Sieg über das Wutvirus

Mainz ist auf dem besten Weg zu einer der bedeutendsten Städte der Bundesrepublik, ja vielleicht der ganzen Welt zu werden. Man denke etwa an so herausragende Titel wie »The Great Wine Capital« oder »Stadt der Wissenschaften«, oder auch an die neue Coface-Arena, die geplante Mainzelbahn und andere anstehende Projekte. Doch es scheint nur so. Denn wie weiland beim Turmbau von Babel wächst unter den Mainzer Bürgern von Tag zu Tag der Anteil der Spielverderber, die viel zu viel analysieren und allzu oft dunklen Gedanken nachhängen: Sie bezweifeln, ob dies alles zum Wohle der Stadt geschehe. Argwohn erregen vor allem Großprojekte wie Möbel Martin mit einer gigantischen Verkaufsfläche von 45.000 Quadratmetern, die in etwa der Fläche der diesjährigen Bundesgartenschau in Koblenz entspricht, oder das »Handelsquartier« an der Lu mit 30.000 Quadratmetern. Viele befürchten, dass am Ende mehr gebaut werde, als Kaufkraft existiere. Die Folgen lägen auf der Hand: Ladenschließungen, Arbeitslosigkeit, Verödungen ganzer Stadtviertel usw. usw.

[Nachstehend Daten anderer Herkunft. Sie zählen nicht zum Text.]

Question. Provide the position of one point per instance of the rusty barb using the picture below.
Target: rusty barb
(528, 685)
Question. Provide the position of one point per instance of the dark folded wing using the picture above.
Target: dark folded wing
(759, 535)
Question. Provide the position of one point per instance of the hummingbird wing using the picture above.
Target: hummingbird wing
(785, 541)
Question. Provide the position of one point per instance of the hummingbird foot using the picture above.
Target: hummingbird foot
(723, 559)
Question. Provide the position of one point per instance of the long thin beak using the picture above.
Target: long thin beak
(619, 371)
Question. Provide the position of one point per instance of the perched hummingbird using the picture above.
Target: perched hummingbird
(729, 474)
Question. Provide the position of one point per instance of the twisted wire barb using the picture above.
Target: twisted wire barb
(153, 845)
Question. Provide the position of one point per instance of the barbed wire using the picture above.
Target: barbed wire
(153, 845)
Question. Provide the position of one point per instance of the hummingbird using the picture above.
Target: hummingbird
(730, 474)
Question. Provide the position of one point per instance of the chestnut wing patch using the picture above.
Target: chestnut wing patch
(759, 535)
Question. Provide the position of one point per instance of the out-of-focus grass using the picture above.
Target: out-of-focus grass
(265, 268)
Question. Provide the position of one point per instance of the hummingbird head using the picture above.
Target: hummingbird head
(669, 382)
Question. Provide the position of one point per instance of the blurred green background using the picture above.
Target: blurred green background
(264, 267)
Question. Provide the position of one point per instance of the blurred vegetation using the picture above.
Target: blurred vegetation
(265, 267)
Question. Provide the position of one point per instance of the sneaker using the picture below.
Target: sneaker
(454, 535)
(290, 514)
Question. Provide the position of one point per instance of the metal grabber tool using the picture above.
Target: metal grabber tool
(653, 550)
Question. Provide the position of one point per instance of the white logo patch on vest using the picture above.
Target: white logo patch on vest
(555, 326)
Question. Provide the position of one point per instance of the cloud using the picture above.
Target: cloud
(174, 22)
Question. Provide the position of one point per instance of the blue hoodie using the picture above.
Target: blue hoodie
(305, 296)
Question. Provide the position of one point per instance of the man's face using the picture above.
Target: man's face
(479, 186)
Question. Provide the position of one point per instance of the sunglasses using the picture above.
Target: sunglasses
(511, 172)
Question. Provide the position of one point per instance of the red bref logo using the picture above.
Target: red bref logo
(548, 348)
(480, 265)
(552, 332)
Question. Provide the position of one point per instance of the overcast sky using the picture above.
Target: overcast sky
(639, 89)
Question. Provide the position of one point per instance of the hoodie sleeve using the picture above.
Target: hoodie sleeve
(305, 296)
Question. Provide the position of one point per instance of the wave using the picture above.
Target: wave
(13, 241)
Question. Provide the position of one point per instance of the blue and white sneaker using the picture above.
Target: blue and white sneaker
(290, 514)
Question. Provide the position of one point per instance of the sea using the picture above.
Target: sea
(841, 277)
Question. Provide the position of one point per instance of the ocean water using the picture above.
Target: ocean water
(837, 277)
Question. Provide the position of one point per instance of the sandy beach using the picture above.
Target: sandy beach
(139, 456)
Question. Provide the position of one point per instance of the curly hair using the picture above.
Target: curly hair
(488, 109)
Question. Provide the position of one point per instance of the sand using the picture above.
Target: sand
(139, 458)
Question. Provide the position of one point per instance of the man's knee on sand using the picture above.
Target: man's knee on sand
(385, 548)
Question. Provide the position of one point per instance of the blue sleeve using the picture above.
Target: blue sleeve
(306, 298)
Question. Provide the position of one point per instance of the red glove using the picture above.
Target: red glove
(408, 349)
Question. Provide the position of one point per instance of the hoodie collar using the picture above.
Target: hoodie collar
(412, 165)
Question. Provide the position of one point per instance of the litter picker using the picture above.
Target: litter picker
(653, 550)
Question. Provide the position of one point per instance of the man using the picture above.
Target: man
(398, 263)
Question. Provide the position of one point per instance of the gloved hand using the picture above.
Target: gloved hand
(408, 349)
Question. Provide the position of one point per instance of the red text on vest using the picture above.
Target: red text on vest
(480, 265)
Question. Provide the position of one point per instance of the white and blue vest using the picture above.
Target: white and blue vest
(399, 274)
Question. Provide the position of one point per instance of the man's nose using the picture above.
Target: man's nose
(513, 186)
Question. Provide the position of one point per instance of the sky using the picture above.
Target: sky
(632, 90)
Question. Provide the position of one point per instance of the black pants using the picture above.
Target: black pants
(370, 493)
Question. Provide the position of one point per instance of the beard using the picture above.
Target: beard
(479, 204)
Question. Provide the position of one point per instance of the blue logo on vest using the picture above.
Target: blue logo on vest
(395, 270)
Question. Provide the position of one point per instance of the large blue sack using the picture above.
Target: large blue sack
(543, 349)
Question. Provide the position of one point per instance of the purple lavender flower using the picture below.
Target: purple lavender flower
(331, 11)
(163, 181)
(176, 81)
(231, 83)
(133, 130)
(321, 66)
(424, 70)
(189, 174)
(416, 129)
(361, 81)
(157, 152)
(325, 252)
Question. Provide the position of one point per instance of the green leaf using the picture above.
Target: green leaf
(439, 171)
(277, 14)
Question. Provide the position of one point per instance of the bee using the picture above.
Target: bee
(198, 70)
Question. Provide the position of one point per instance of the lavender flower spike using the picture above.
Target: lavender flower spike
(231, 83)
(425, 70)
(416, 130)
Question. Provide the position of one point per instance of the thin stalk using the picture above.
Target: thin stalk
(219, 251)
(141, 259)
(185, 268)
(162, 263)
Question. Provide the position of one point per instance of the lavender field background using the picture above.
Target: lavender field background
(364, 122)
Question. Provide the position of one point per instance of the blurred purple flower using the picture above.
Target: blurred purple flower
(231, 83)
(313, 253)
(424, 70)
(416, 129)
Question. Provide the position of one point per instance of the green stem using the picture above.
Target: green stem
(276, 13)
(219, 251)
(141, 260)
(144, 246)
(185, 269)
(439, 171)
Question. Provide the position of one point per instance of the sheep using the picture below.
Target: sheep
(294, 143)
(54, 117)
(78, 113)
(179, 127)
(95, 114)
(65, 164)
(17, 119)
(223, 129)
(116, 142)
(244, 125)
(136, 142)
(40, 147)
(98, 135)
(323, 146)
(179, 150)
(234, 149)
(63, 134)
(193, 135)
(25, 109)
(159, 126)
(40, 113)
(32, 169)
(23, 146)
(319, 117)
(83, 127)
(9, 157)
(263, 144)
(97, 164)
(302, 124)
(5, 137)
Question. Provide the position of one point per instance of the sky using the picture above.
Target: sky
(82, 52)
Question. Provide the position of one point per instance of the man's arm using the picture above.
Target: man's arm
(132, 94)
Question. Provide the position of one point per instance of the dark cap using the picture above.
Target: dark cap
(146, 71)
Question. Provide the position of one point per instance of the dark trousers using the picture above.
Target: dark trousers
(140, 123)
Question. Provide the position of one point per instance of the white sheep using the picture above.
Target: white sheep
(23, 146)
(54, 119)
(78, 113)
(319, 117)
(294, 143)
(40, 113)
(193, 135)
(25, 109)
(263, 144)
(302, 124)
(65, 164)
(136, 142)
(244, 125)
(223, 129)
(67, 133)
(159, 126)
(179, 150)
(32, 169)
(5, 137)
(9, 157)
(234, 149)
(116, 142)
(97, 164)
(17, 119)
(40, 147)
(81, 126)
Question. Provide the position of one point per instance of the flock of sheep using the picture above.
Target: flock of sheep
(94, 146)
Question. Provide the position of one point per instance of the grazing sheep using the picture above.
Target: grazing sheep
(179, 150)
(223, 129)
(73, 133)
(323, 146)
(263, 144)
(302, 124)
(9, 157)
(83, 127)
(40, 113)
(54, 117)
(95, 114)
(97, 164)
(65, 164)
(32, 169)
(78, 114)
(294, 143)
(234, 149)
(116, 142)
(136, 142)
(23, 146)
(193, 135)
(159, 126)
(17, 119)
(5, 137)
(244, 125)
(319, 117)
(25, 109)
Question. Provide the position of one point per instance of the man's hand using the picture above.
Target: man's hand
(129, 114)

Aber was nützen all die Befürchtungen und Einwände, wenn die Großprojekte doch durchgezogen werden? Was nützt dann wütender Protest? Man sieht es ja in Stuttgart. Oder noch weiter: an der Banken- und Schuldenkrise. Die wütenden Miesepeter sollten einfach positiv denken, das führt schon zum gewünschten Ziel, so jedenfalls suggerieren es die Motivationstrainer, Coachingexperten, Ratgeberautoren und Karrierescouts, die derzeit wie Pilze aus dem Boden schießen. Nach ihnen, können wir die Welt mittels unserer Gedanken beherrschen. In der Welt des positiven Denkens stellen sich die Probleme nur in unserem Kopf und lassen sich leicht durch Willensanstrengung meistern. In dieser Art Selbsthypnose können wir Armut, Arbeitslosigkeit oder niedrige Löhne als Chance begreifen und mit Optimismus ja Dankbarkeit begegnen. Wir sehen es an guten Verkäufern, die die Lügengeschichten, die sie manchmal erzählen, irgendwann selbst glauben. Oder denken wir an die Kraft positiver Worte. Mit Lob kommen wir weiter als mit Kritik. Das gilt auch hinsichtlich beschönigender Beschreibungen. Kein erwachsener Mensch käme wohl auf die Idee, mit einem Kinderroller durch die Stadt zu fahren, wenn man diesen nicht Kickboard nennen würde.
Also bewahren wir uns eine positive Haltung und bleiben wir offen. Wir brauchen nur wie ein Sieger und nicht wie ein Verlierer zu denken und Mainz erstrahlt in neuem Glanz. Der Erfolg ist garantiert. Und wenn er nicht eintritt und wir immer noch wütend sind, dann liegt es nicht am positiven Denken, sondern an uns selbst. Dann haben wir uns nicht genug Mühe gegeben, positiv zu denken.